Ci vuole veramente poco per cambiare, basta investire seriamente sui giovani facendoli fiorire, far sentire quello che hanno da dire, solo che siamo nelle grinfie dei media, delle radio che non ti permettono, non ti consentono di cambiare. Wonderland riguarda anche questo inquinamento visivo e auditivo.

Gianluca Martino: Questi talent vengono fondati solo sull’interpretazione e non vengono considerati gli altri aspetti che formano un artista, come la parte creativa, la composizione, il proprio stile.

Bob Dylan non era esattamente un grande cantante, però era un personaggio che artisticamente ha avuto qualcosa da dire, Prince aveva il suo stile interpretazione, Michel Jackson, David Bowie, tutti i grandi hanno uno stile.

Fabrice Quagliotti: Un aspetto molto grave dei talent è questo: prendi un ragazzo, sconosciutissimo, lo butti all’interno di una trasmissione televisiva vista da milioni di persone ed è subito un gran successo, ma cosa succede dopo? Dopo un mese, diventa di nuovo uno sconosciuto e gli distruggi l’anima, veramente, ed è bruttissimo.

Se doveste iniziare oggi, come vi muovereste?

Gianluca Martino: Sarei molto preoccupato se iniziassi oggi. Se fossi un ventenne cercherei di andare fuori dall’Italia per proporre la mia musica perché c’è molto più rispetto, attenzione, amore per l’artista.

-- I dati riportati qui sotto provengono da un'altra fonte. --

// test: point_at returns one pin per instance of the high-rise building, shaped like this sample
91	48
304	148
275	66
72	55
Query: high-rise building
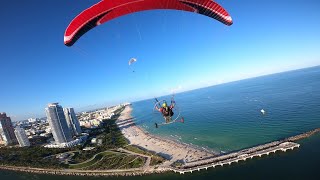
6	130
72	121
22	137
58	123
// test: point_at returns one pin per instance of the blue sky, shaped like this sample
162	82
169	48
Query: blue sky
175	50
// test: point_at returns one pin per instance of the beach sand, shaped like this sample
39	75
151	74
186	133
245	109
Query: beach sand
169	149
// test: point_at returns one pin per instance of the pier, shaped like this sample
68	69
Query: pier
234	157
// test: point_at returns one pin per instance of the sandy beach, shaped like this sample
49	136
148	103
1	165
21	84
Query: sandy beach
169	149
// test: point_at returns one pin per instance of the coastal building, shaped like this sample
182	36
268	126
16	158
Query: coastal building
7	136
58	123
22	137
72	121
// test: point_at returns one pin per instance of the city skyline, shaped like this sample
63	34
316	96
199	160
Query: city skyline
267	37
58	123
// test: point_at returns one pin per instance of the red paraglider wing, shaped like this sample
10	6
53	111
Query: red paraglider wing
106	10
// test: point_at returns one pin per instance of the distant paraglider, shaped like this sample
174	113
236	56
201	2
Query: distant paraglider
131	61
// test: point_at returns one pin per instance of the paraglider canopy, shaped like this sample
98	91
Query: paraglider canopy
132	60
107	10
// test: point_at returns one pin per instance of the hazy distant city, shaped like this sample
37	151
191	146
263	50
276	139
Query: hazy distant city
61	127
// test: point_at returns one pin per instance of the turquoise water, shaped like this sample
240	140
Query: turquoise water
227	117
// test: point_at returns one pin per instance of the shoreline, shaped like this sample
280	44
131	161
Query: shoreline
171	150
162	146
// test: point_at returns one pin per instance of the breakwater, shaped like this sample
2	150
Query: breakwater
219	160
235	157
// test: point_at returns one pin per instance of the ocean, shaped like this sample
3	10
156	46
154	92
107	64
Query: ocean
228	117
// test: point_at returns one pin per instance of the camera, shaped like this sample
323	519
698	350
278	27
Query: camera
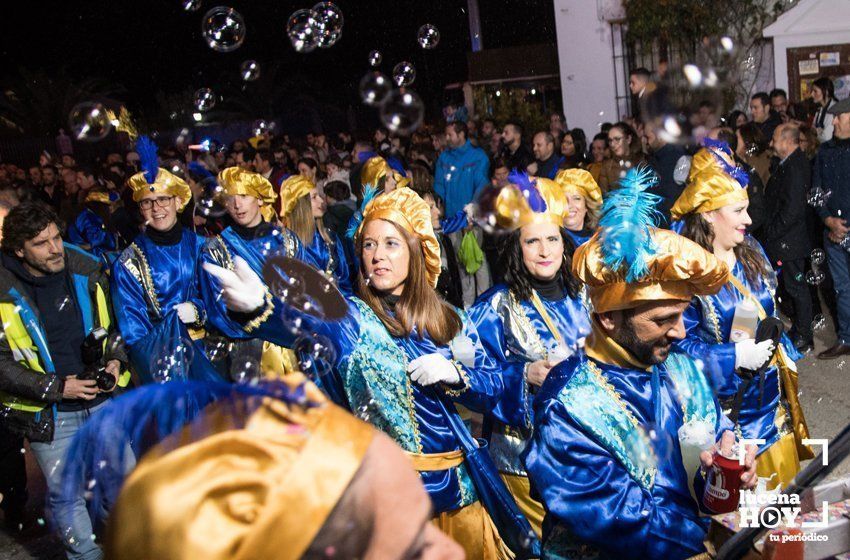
92	355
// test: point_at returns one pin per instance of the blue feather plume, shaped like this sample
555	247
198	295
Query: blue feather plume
369	192
148	158
529	190
104	449
628	214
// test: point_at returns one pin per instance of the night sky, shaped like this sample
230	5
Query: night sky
154	45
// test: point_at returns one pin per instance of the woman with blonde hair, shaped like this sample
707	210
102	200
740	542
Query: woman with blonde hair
302	207
403	357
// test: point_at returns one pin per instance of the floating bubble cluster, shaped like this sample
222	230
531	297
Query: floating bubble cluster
223	29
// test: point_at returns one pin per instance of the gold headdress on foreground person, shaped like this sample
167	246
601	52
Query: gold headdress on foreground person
154	179
237	181
629	261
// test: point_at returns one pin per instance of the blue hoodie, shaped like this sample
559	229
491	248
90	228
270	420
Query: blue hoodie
460	175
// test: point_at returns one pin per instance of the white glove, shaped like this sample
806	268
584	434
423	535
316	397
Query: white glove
187	313
433	368
751	355
242	290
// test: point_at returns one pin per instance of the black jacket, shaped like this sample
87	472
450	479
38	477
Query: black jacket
784	232
18	380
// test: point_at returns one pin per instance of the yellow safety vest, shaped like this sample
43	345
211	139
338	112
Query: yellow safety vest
25	351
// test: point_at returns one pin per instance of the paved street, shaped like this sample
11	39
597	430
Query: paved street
825	393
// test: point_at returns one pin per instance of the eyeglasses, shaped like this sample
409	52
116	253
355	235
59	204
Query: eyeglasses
161	202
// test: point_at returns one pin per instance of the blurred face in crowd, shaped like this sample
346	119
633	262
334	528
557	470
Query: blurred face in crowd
84	181
306	171
758	110
729	225
568	147
35	175
841	124
511	137
48	175
44	253
542	148
500	176
318	203
244	209
619	142
779	103
454	139
576	211
647	331
542	250
261	165
636	84
385	256
159	211
598	149
487	129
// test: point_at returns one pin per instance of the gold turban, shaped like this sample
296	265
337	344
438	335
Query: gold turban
165	183
527	200
709	186
579	181
259	490
293	188
376	168
406	209
235	181
679	269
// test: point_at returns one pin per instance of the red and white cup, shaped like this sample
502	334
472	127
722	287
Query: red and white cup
722	484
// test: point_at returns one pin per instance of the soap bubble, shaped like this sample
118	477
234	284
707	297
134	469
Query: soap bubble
301	29
374	88
328	24
89	122
404	73
818	197
173	360
223	29
402	111
249	70
204	99
428	36
814	277
316	355
211	203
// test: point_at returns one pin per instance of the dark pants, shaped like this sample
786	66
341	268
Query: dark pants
839	266
13	473
793	278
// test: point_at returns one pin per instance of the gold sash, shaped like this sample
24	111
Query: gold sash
788	375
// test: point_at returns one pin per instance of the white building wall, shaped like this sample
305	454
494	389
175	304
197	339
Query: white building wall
586	61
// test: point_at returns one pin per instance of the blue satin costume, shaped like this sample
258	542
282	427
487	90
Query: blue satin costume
88	230
368	376
331	260
605	494
514	334
148	281
708	322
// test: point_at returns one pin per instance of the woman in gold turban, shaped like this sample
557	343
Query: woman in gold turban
584	202
302	206
713	206
402	358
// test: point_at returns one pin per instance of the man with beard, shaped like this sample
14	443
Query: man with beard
609	488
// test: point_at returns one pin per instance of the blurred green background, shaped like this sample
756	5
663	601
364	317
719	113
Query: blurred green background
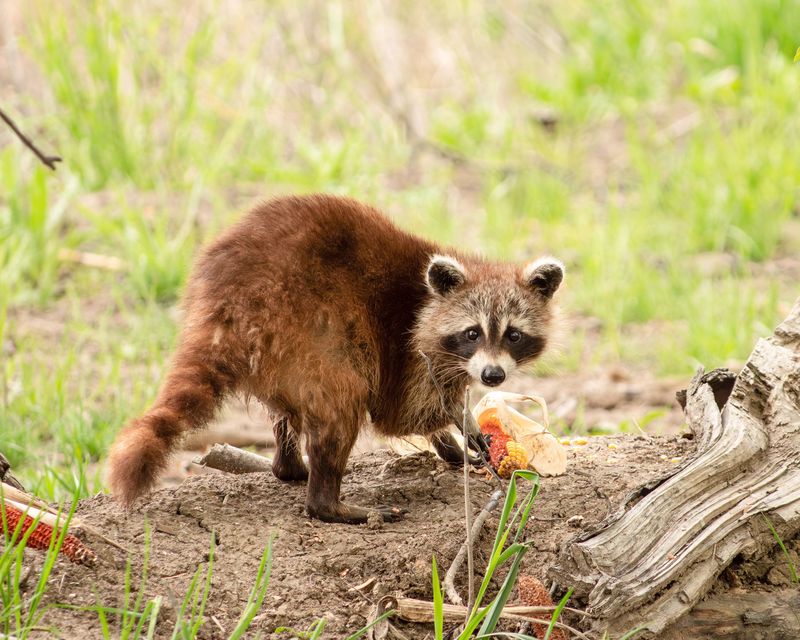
651	146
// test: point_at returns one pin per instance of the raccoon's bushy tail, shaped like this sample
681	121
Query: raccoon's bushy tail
188	399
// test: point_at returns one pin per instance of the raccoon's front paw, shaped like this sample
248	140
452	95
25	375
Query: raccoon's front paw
352	514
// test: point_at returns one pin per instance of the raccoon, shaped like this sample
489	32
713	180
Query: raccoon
318	306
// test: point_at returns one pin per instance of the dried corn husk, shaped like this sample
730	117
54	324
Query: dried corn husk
545	454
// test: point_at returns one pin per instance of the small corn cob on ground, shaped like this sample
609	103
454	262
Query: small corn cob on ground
72	547
505	454
533	593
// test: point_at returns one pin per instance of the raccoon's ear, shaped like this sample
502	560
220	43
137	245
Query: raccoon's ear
544	275
444	274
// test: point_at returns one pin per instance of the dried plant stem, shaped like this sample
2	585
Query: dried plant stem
225	457
456	417
468	513
48	161
422	611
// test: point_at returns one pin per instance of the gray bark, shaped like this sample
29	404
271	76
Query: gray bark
660	553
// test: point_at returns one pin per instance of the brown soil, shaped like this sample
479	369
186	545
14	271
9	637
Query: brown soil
316	565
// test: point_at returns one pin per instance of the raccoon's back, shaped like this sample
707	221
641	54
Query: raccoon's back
298	255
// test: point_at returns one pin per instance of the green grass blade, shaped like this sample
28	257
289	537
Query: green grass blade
366	628
632	633
438	615
496	608
257	593
792	568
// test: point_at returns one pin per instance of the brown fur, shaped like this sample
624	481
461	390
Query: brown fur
316	306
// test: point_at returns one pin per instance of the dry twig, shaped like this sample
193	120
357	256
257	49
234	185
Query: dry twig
49	161
449	577
468	512
414	610
224	457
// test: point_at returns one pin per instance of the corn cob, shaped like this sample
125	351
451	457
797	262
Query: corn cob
43	532
505	454
533	593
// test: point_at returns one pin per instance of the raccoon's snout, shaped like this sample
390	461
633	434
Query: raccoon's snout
492	375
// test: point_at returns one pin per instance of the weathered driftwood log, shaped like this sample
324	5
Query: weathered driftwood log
658	555
739	614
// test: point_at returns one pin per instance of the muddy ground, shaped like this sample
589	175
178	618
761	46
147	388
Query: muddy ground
316	566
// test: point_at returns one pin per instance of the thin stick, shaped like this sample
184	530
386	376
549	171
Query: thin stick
49	161
422	611
475	530
224	457
468	513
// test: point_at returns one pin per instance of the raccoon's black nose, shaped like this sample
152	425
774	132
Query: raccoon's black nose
492	376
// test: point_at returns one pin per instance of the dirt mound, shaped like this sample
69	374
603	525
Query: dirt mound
316	565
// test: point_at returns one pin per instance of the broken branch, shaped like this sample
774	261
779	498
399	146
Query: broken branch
49	161
224	457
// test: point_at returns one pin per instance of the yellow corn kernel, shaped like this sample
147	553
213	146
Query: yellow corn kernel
515	458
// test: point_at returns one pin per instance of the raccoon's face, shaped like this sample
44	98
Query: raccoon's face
487	320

Per esempio, anche l’artista “di strada” qui è considerato uno “straccione”, mentre all’estero no, ha la stessa dignità e importanza degli altri. Purtroppo, dico questa cosa a malincuore perché sono italiano.

Che differenza c’è tra un gruppo di ventenni negli anni 80 e uno di oggi?

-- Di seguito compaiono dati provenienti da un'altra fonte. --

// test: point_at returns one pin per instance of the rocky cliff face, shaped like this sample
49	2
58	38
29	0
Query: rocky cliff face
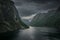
9	18
50	19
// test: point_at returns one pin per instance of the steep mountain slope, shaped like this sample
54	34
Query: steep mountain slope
9	17
50	19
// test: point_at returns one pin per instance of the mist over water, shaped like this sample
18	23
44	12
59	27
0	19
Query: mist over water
36	33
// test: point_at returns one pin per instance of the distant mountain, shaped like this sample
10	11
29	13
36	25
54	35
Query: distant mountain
51	19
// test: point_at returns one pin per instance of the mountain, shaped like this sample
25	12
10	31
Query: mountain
9	17
50	19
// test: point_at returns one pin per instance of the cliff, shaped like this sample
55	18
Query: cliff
9	17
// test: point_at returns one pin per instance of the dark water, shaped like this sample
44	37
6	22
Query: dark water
33	33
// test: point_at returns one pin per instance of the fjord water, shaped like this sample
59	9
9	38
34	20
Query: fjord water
33	33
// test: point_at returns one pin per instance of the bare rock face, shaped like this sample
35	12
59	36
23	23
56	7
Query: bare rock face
9	18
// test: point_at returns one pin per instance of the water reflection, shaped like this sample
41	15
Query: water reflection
35	33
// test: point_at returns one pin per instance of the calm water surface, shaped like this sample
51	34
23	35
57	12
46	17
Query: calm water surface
34	33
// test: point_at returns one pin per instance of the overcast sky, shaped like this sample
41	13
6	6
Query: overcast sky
27	8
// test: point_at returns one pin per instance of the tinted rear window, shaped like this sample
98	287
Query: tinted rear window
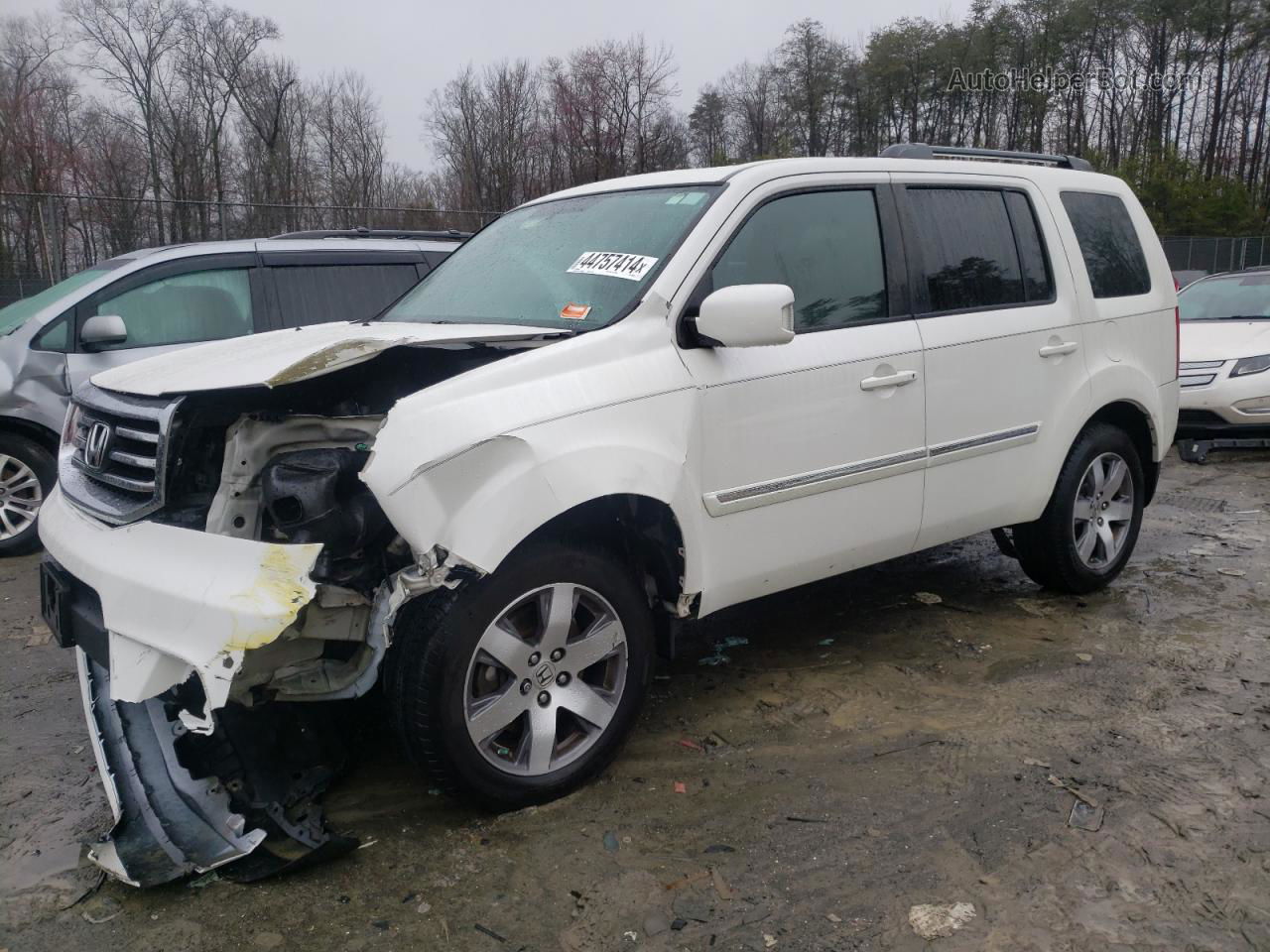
980	249
339	293
1109	244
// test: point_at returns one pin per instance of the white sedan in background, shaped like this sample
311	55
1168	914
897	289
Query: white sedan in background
1224	353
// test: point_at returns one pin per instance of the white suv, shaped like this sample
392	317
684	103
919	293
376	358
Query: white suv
157	299
617	407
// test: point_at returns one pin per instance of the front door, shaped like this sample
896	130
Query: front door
812	452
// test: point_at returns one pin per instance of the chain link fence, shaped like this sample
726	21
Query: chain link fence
1209	254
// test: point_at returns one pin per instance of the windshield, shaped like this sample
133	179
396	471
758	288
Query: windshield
17	313
1225	298
575	263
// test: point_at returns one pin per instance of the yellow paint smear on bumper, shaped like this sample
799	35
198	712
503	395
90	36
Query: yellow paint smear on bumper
282	587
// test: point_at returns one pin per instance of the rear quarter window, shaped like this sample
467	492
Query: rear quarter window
980	249
1109	244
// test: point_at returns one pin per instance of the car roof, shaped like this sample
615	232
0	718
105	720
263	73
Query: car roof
751	175
167	253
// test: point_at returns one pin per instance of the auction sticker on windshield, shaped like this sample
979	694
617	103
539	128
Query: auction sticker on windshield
612	264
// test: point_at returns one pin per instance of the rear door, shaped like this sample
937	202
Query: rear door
318	287
1002	345
169	306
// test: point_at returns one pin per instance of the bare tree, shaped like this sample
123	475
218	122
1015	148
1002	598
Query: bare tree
130	42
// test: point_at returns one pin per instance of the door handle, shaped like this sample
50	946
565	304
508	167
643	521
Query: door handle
890	380
1067	347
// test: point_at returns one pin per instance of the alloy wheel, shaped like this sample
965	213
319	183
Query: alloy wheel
545	679
1103	511
21	495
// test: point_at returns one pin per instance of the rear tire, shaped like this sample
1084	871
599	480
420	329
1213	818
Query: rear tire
1089	527
27	476
488	685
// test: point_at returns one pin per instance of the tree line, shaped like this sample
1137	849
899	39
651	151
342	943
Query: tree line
209	132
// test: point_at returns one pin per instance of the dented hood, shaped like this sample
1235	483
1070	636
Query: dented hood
289	356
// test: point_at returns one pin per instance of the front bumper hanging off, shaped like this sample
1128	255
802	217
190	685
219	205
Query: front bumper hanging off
186	802
193	778
167	823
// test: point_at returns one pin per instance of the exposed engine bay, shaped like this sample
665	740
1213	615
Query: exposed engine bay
212	734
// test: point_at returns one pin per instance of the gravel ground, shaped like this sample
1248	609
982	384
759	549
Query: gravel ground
912	734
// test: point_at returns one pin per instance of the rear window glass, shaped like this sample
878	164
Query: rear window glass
968	249
339	293
1109	244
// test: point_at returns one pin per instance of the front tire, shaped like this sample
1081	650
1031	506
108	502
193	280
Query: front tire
521	685
27	476
1089	527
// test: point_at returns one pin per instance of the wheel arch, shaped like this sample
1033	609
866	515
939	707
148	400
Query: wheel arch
1137	422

Fabrice Quagliotti: Prima, all’interno del gruppo ognuno aveva il proprio ruolo: il chitarrista, il cantante, il batterista, il bassista. C’erano più persone, più mani, mentre oggi bastano due persone, se non una per produrre tutto con il solo aiuto della tecnologia.

Gianluca Martino: I mezzi: oggi la tecnologia fornisce strumenti utili, in più c’è la smania di avere tutto e subito e questo non porta i ragazzi a “faticare” per ottenere un buon risultato.

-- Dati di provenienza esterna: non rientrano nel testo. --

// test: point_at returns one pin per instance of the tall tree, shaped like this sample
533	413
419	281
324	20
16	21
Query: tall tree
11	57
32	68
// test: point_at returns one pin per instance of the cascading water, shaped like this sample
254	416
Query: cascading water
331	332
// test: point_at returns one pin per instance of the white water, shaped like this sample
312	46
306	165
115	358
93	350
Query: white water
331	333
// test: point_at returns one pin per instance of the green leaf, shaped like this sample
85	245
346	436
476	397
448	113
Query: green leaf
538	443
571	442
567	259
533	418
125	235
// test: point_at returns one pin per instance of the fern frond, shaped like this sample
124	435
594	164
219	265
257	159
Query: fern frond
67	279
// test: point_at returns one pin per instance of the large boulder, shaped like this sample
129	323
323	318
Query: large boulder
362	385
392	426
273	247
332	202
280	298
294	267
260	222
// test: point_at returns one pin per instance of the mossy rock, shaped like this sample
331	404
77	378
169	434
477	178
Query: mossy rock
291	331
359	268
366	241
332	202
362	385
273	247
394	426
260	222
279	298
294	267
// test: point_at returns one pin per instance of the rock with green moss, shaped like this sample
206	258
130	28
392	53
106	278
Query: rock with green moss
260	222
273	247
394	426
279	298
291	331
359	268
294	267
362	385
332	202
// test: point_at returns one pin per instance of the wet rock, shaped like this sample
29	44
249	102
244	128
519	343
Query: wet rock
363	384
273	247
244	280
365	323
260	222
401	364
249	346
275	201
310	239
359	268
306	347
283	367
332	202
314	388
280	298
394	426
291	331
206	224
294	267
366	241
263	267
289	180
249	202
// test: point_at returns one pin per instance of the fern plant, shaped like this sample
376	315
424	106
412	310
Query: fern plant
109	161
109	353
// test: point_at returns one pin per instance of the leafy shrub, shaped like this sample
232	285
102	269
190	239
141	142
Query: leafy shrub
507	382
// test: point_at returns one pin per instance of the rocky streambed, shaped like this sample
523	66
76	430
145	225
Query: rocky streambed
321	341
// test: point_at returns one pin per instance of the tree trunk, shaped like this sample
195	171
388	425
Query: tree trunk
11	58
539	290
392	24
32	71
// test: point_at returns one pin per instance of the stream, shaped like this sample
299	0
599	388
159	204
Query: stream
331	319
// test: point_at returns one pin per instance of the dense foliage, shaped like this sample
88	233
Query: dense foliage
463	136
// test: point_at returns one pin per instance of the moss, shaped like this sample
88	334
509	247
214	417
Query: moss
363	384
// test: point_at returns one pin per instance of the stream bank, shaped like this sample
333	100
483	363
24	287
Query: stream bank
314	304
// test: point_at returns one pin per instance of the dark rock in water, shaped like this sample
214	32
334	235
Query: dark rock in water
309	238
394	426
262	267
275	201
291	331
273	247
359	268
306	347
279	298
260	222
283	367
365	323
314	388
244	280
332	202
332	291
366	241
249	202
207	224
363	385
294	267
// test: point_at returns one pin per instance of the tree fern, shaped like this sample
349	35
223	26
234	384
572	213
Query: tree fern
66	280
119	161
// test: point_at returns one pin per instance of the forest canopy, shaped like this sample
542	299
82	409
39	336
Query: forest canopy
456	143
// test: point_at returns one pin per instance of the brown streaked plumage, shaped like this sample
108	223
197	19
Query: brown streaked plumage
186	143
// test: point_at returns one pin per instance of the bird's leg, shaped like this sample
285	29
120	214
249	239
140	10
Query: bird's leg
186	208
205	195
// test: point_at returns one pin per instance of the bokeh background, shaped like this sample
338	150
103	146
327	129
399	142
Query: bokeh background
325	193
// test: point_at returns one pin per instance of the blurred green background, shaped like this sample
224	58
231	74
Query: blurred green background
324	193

Inoltre, per il momento del live ci sono moltissimi aiuti a livello tecnologico come le basi, i campionamenti, mentre in un concerto del 1977 si suonava tutto dal vivo, tutto.

C’è un abuso della tecnologia persino per la voce e questo lo trovo molto poco sportivo: quando le persone ascoltano un disco si aspettano di sentire le stesse cose nei live, sia per i suoni che per l’intonazione dell’artista.